The white blackbird

The mystery for me was the way the folded newspaper packet felt. Not only was it impossibly neat and flat but it was also cold and a little damp on one side. When he opened it on the maroon deck at the bow of the lightship the worms were big and moved with a thousand legs, lightly covered in cool sand, they were green and brown and bright orange. I could identify their heads by two feelers that waved in the breeze. There were a dozen worms.
He picked one up and said
‘Be careful Jem, they’ll bite ya here’
He held the worm behind its head and showed me. Two hard black shiny pincers suddenly emerged from folds of green and blue worm skin, they moved forward opened and closed and then retreated, emerged again trying to bite. He stuck the bent silver hook into the worm and expertly threaded it along the body past the barbs on the point of the hook and up the shank, even onto the line. He left a little hanging off the bend that squirmed and twisted and a piece broke off and fell to the deck, it moved into a gap between the boards, twisting, a flake of blue paint stuck to it. He put another worm on a hook, showing me close and then I had to put the third worm on the paternoster
The paternoster rig was made from monofilament and brass swivels were attached at each end, one was fastened onto a flat circular lead with little cones that ran around it, it had a hole in the middle that I put my finger through. The other end was attached to a hand line of orange line wrapped around a wooden frame.

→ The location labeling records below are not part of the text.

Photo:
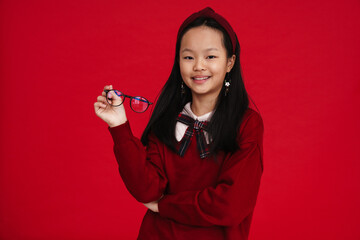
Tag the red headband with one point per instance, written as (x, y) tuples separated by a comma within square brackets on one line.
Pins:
[(209, 12)]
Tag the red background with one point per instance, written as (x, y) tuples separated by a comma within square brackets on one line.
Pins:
[(58, 175)]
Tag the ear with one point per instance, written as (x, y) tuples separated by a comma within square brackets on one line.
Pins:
[(231, 62)]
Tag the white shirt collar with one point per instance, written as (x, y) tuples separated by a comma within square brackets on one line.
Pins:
[(180, 128)]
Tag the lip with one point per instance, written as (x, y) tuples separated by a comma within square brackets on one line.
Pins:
[(199, 76), (200, 81)]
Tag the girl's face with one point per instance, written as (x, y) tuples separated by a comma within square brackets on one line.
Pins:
[(203, 61)]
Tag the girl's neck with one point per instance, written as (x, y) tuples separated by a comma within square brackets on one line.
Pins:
[(200, 106)]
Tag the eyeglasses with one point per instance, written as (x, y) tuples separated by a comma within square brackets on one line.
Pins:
[(115, 98)]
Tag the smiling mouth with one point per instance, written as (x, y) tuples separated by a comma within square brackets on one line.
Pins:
[(199, 78)]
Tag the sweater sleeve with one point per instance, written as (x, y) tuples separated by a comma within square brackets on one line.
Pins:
[(234, 196), (141, 169)]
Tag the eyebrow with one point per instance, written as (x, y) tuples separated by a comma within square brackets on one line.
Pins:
[(208, 49)]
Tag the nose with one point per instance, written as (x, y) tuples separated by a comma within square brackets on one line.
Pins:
[(199, 65)]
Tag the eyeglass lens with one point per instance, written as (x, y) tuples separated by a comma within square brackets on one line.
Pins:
[(115, 97), (137, 104)]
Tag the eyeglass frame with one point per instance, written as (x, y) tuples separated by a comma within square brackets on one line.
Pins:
[(127, 96)]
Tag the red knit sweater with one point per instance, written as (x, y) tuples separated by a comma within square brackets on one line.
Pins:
[(202, 199)]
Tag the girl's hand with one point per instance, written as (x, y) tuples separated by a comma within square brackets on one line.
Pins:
[(113, 116), (153, 206)]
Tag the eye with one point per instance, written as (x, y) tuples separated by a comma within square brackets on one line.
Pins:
[(211, 56)]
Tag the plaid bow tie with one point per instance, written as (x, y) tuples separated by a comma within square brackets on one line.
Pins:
[(194, 127)]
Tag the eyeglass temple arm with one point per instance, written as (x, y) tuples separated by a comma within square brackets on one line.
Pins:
[(106, 91)]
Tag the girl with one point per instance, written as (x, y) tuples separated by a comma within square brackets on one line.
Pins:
[(199, 175)]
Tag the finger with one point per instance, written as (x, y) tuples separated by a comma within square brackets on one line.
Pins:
[(101, 99), (108, 87), (99, 105)]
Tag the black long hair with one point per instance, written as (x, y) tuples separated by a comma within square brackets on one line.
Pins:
[(228, 112)]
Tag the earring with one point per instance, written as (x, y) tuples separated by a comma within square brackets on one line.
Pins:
[(182, 88), (227, 83)]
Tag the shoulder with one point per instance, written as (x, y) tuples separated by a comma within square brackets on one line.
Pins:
[(251, 128)]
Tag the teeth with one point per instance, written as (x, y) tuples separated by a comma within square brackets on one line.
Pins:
[(201, 78)]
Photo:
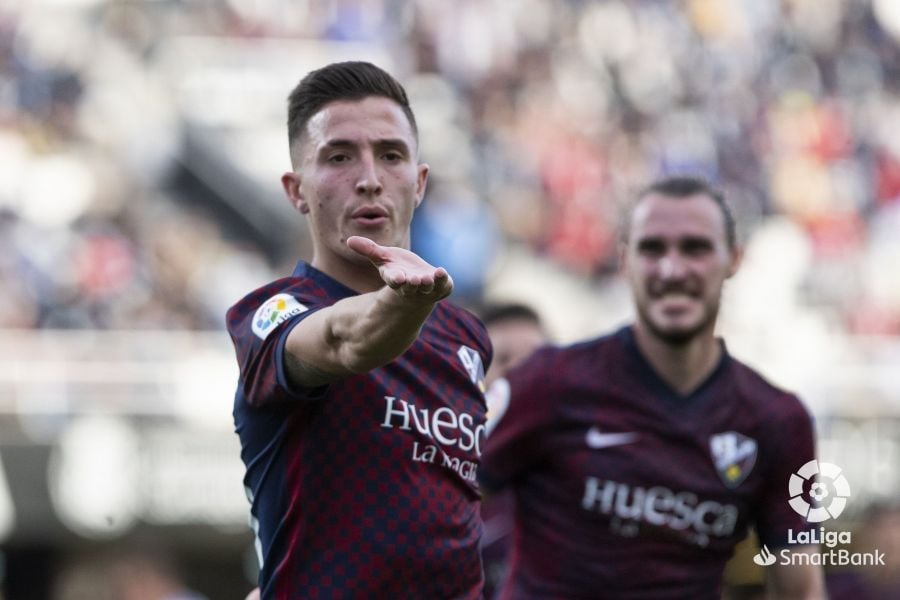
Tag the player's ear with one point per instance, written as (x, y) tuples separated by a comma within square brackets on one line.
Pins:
[(622, 255), (421, 183), (737, 256), (290, 181)]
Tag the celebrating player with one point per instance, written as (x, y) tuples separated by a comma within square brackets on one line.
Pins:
[(638, 460), (360, 405)]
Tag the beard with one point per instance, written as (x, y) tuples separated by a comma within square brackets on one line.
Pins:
[(678, 337)]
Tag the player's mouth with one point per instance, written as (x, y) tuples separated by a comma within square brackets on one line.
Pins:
[(370, 216)]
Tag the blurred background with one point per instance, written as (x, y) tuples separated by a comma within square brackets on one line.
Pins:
[(141, 145)]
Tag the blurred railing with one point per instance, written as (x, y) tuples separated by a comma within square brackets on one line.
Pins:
[(101, 432)]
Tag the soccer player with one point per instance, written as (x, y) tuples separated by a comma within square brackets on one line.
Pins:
[(638, 460), (360, 404)]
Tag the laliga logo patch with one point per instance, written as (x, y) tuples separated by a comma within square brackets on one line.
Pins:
[(828, 491), (275, 311), (471, 360), (734, 455)]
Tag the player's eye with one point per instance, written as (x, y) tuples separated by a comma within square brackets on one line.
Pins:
[(651, 247), (695, 247)]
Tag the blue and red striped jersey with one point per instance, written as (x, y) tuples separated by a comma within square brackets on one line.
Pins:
[(624, 488), (365, 488)]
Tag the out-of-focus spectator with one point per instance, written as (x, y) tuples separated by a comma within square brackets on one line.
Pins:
[(516, 330)]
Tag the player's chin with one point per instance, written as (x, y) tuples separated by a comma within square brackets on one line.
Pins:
[(677, 332)]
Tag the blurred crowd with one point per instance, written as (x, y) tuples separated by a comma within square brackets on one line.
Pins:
[(539, 119)]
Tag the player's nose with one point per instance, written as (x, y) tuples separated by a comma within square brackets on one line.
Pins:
[(368, 181), (672, 266)]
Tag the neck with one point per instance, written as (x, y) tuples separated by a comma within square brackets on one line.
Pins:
[(682, 366), (362, 277)]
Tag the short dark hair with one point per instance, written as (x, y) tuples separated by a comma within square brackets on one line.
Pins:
[(684, 186), (509, 311), (351, 80)]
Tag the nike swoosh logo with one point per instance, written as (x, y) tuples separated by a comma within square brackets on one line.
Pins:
[(597, 439)]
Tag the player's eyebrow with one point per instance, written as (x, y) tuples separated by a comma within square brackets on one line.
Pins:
[(383, 142)]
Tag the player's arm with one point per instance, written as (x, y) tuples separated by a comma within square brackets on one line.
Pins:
[(361, 333), (796, 581)]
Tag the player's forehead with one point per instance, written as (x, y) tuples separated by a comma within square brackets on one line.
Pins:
[(658, 216), (367, 120)]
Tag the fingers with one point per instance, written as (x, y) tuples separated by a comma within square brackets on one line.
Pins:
[(366, 247), (436, 284)]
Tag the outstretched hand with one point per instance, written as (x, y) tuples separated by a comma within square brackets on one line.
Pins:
[(404, 271)]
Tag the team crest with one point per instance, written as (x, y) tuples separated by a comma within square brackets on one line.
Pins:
[(471, 360), (275, 311), (734, 455)]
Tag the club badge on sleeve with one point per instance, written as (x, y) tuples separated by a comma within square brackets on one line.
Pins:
[(275, 311)]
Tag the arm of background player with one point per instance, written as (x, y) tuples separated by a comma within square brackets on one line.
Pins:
[(796, 581), (361, 333)]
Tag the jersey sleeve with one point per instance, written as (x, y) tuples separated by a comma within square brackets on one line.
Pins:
[(259, 325), (514, 443), (794, 441)]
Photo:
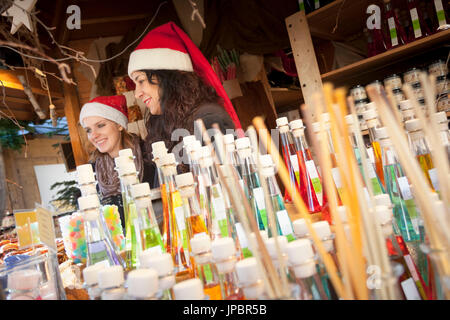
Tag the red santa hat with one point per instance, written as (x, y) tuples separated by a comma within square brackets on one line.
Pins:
[(113, 108), (167, 47)]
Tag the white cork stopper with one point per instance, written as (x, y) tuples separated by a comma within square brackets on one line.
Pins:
[(283, 121), (228, 138), (296, 124), (369, 114), (301, 257), (85, 174), (272, 249), (413, 125), (222, 250), (300, 228), (88, 202), (242, 143), (191, 289), (90, 274), (140, 190), (381, 133), (126, 153), (167, 159), (382, 200), (200, 244), (142, 283), (110, 277), (184, 179)]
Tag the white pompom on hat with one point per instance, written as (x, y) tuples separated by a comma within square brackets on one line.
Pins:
[(113, 108)]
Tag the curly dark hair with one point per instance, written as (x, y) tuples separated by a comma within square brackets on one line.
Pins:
[(181, 94)]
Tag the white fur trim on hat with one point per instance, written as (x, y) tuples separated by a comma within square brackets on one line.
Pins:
[(159, 58), (102, 110)]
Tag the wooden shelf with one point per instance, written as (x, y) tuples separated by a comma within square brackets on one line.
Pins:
[(349, 16), (385, 59)]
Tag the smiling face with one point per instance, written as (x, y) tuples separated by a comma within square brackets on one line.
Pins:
[(147, 92), (104, 134)]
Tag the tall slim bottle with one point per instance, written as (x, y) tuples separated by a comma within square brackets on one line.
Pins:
[(289, 156), (224, 256), (147, 224), (206, 270), (179, 234), (283, 221), (303, 268), (397, 186), (252, 185), (99, 245)]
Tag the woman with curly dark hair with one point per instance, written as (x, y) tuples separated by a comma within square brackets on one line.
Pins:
[(178, 85)]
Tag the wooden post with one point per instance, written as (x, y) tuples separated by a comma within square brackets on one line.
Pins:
[(72, 111), (305, 58)]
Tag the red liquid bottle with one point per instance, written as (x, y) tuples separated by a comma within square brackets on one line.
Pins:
[(289, 156), (397, 34)]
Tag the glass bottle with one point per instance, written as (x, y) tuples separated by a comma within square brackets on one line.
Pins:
[(283, 221), (163, 264), (311, 188), (224, 256), (128, 177), (289, 156), (419, 147), (215, 197), (146, 220), (111, 282), (252, 185), (377, 187), (191, 289), (99, 245), (410, 281), (90, 276), (142, 284), (250, 279), (440, 118), (303, 268), (397, 186), (179, 234), (206, 270), (371, 118), (397, 34), (323, 231), (186, 187)]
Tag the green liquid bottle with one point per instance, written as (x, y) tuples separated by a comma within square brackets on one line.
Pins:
[(148, 226)]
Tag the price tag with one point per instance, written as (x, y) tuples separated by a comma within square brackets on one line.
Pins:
[(410, 289), (405, 190), (46, 227), (440, 12), (416, 23), (285, 223), (434, 179)]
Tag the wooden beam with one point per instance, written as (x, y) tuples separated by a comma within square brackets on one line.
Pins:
[(72, 111), (10, 80), (305, 58)]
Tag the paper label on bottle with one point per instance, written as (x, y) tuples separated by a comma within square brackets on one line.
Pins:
[(284, 222), (434, 179), (393, 32), (416, 23), (440, 12), (410, 290), (371, 155), (404, 188), (258, 193), (316, 4), (301, 5)]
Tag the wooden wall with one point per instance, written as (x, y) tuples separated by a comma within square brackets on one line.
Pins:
[(24, 191)]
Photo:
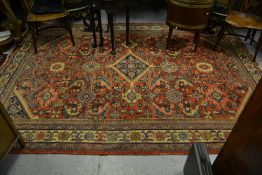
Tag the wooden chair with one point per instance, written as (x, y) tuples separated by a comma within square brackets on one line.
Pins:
[(243, 14), (34, 19), (111, 7), (191, 16)]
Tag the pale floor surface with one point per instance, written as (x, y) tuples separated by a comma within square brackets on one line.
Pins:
[(46, 164), (58, 164)]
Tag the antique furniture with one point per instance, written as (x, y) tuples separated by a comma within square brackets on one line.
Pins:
[(217, 15), (187, 15), (34, 19), (79, 9), (241, 154), (15, 24), (243, 14), (198, 162), (8, 133), (111, 7)]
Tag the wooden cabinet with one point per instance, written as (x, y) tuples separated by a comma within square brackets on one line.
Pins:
[(8, 133), (14, 24)]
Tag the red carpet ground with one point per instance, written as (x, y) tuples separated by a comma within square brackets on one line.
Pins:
[(143, 100)]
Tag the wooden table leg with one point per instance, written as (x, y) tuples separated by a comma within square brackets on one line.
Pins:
[(21, 141), (127, 26), (169, 36), (33, 35), (111, 25), (220, 35), (259, 44), (93, 25), (101, 44), (196, 39)]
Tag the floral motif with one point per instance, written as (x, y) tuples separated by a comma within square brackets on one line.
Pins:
[(204, 67), (57, 67), (131, 96), (91, 102)]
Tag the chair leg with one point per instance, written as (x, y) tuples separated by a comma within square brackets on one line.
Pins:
[(259, 44), (169, 36), (196, 39), (248, 34), (98, 12), (127, 26), (36, 29), (107, 28), (33, 35), (111, 25), (21, 142), (220, 36), (69, 29), (93, 25), (253, 36)]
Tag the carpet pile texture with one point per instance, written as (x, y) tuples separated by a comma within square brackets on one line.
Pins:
[(143, 100)]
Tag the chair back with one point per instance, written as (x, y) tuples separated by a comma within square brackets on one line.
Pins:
[(247, 6), (28, 5)]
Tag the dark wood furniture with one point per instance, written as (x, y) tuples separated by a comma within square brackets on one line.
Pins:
[(8, 133), (187, 15), (243, 14), (33, 20), (111, 7), (242, 152), (15, 24)]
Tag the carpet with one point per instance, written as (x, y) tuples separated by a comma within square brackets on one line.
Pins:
[(143, 100)]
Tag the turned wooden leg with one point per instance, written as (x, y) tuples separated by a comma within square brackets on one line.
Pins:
[(36, 29), (220, 36), (69, 29), (253, 36), (101, 44), (33, 35), (93, 25), (111, 25), (259, 44), (248, 34), (127, 26), (196, 39), (107, 28), (21, 142), (169, 36)]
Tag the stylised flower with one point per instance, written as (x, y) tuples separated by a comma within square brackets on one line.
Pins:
[(169, 67), (40, 135), (160, 136), (112, 137), (204, 67), (64, 136), (174, 95), (89, 136), (183, 135), (57, 67), (135, 136), (216, 96), (131, 96)]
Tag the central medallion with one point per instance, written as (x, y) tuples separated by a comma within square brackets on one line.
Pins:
[(131, 67), (131, 96)]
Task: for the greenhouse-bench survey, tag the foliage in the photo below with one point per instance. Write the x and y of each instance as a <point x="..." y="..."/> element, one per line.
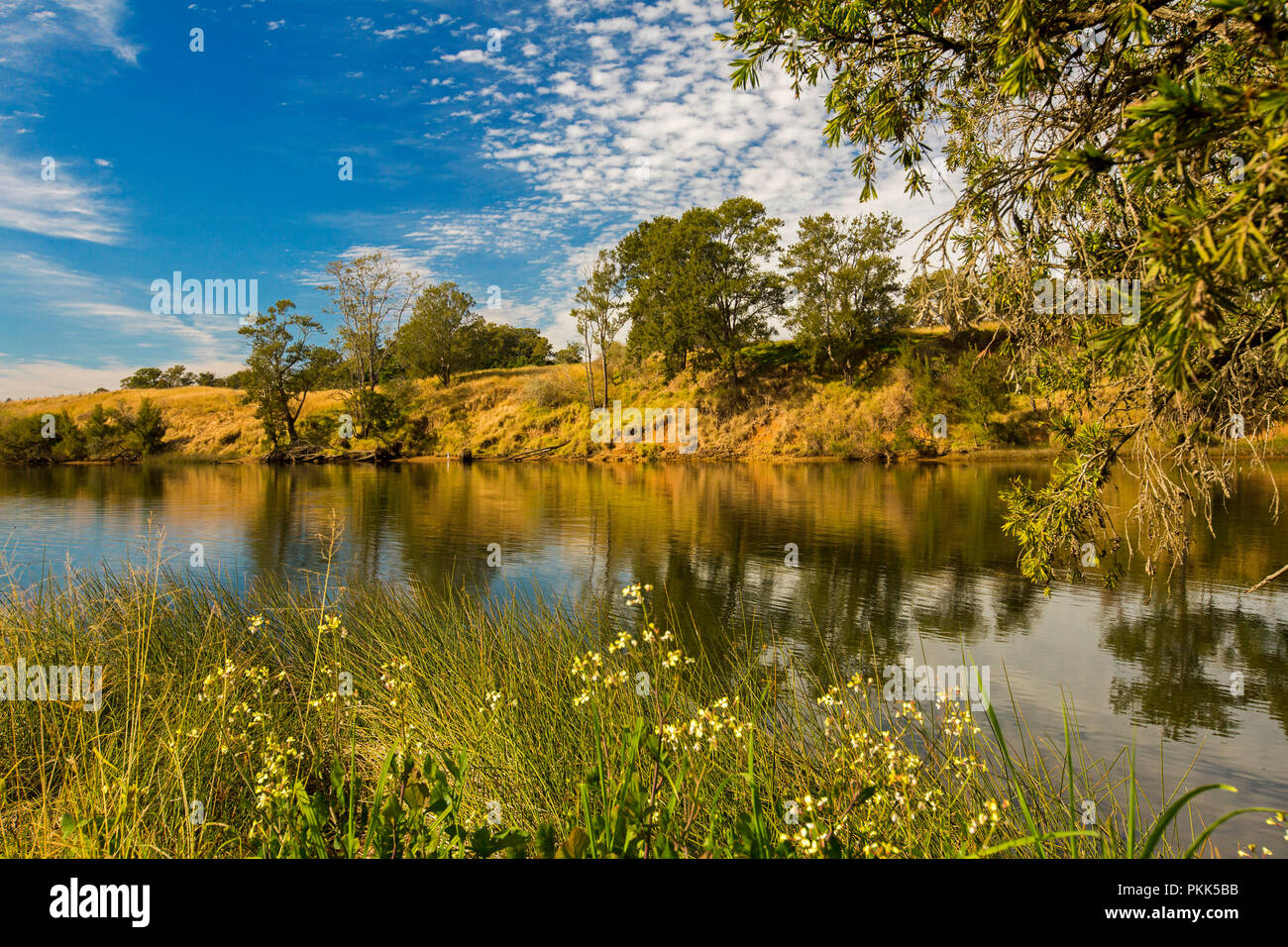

When I looked up there was a man at the window of the big room high above the deck he was looking down at us and then looked away as the train passed close along the quay. I had been in that room before, up the steps, and it had a round window that turned and spun quickly to keep the spray from big waves and rain off. The wipers on the other windows were broken now and there was red lino on the floor that was worn to black where you had to step over and into the room and around the places at the base of dead instruments. There were little timber steps of three painted black made for visitors to stop them tripping over the wave cill but they were never in place now.
You had to go down the steep steps backwards when you were leaving.
He pulled the line from the frame and it spun and fell against the deck rose and spun again until it was empty, the line was knotted to the frame and now lay in uneven coils about the deck.
‘Careful Jem’ he said ‘I’ll cast this for ya’.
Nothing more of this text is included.